For datafile normalization :

Example

from trainings import normalization

normalization(
"""--data_files [train_data.txt,test_data.txt]
--normalization_indices [0,2,4]
--nb_attributes 16
--missing_values NaN
--root_folder dimlp/datafiles"""
)
./normalization --data_files [train_data.txt,test_data.txt] --normalization_indices [0,2,4] --nb_attributes 16 --missing_values NaN --root_folder ../dimlp/datafiles

For rulefile denormalization :

Example

from trainings import normalization

normalization(
"""--normalization_file normalization_stats.txt
--rule_files globalRules.rls
--nb_attributes 16
--root_folder dimlp/datafiles"""
)
./normalization --normalization_file normalization_stats.txt --rule_files globalRules.rls --nb_attributes 16 --root_folder ../dimlp/datafiles

Output interpretation


Normalized output data files

This file contains the normalized values of a dataset (taken from an original data file), where certain attributes have been adjusted based on a predefined mean (or median) and standard deviation (std). For attributes with defined mean and std values, normalization is applied using the formula: \( \text{normalized_value} = \frac{\text{(value - mean)}}{std} \)​. If no mean and std are defined for an attribute, its values remain unchanged during the normalization process. This normalization helps standardize data for more effective use in machine learning models.

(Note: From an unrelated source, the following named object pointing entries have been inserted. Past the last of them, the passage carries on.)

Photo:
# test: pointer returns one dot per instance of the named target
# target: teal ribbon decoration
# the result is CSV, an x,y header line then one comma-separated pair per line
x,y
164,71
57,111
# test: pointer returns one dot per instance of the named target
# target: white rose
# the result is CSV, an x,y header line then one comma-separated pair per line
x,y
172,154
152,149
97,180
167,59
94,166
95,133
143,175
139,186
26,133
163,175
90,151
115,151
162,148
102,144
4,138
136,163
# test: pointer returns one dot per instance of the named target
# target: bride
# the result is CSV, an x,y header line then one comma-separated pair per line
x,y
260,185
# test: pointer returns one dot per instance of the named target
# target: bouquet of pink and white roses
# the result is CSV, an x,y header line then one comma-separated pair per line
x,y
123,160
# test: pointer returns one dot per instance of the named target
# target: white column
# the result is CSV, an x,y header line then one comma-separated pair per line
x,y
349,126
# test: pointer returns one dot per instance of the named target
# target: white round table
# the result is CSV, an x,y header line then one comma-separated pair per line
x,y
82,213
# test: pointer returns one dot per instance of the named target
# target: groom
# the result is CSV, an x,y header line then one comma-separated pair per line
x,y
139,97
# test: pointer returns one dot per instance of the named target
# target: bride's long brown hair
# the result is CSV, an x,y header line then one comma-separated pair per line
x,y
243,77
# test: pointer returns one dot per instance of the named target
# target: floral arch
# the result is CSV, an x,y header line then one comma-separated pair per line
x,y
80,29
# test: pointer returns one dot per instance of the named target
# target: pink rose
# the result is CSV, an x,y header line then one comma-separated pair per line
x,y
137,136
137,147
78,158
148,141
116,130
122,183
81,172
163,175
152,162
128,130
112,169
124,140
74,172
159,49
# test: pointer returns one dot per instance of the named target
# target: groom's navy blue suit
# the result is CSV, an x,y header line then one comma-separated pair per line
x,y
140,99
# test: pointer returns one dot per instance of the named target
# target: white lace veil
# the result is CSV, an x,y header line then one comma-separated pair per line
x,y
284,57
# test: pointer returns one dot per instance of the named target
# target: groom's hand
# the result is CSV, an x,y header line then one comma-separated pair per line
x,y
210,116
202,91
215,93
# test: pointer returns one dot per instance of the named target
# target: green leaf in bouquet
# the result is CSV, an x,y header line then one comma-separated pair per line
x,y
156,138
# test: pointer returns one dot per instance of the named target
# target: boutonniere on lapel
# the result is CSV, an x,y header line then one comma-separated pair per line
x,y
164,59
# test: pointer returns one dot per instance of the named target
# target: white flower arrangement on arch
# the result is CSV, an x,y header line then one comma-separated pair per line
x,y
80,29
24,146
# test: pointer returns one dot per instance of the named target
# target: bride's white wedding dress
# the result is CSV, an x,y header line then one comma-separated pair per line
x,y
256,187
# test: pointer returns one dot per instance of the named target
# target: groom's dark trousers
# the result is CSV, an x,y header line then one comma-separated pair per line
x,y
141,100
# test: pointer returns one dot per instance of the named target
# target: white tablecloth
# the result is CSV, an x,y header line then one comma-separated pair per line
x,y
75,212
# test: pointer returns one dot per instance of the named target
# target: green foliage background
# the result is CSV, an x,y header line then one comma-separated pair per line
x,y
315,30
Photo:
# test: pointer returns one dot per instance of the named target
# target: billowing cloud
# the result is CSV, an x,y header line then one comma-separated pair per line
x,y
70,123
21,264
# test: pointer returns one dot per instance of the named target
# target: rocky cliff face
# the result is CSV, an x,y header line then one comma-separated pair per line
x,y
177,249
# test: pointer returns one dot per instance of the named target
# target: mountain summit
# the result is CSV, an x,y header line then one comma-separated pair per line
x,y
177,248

Denormalized output rule files

This file contains denormalized values for a set of rules (taken from an original rules file) based on predefined mean (or median) and standard deviation (std) values for certain attributes. For attributes with defined mean and std values, denormalization is applied using the formula: \( \text{denormalized_value} =(\text{normalized_value}×std)+\text{mean} \). Attributes without defined mean and std values will remain unchanged during the denormalization process. This procedure helps convert normalized rule thresholds back to their original scale, making the rules easier to interpret.


Normalization output file

This file stores the mean(or median) and standard deviation (std) values for specific attributes, which are used for normalization or denormalization purposes. Each line corresponds to an attribute, with the format:

[attribute index] : original mean: [mean value], original std: [std value]

These mean(or median) and std values are applied during normalization to transform raw data into normalized values, and during denormalization to revert normalized values back to their original scale.

Attribute indices can be replaced with attribute names. In this case, an attribute file is required.